Set in an absurd, patronizing fantasy world in which flag-waving citizens line the streets to see the president's kid off to college and angry political protesters share the red-carpet sidelines at black-tie events with shallow reporters asking stupid questions, "First Daughter" could well be the most hackneyed and insipid movie of 2004.
Failing to achieve even the shrug-worth mediocrity of January's similarly plotted "Chasing Liberty" (with Mandy Moore), this gimmick-driven disaster drags star Katie Holmes down with it as Samantha Mackenzie, the sheltered, personality-free offspring of a controversial commander-in-chief (an unconvincing, completely vanilla Michael Keaton), who falls in love with a cute Secret Service agent (an even blander Marc Blucas) posing as a student in her dorm.
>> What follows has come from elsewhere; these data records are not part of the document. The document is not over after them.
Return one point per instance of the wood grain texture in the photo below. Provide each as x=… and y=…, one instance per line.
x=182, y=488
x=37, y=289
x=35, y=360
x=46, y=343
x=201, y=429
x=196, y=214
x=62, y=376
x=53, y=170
Although introduced in the manner of a fairytale, the film's rampant lack of authenticity is simply insurmountable. Samantha's bodyguards constantly hover three feet behind her -- even in class and while she's alone in the dorm's TV room. The girl is never once shown doing anything that even remotely resembles studying, yet as she's egged on by a soundtrack of flutes and twinkling triangles, she proclaims her determination to have a normal coed experience. In pursuit of it, she sneaks out on dates with that charming classmate she doesn't know is an undercover agent -- that is until he blows his secret identity by rescuing her during one of many security breaches so impossibly contrived that the Secret Service should sue 20th Century Fox for defamation of character.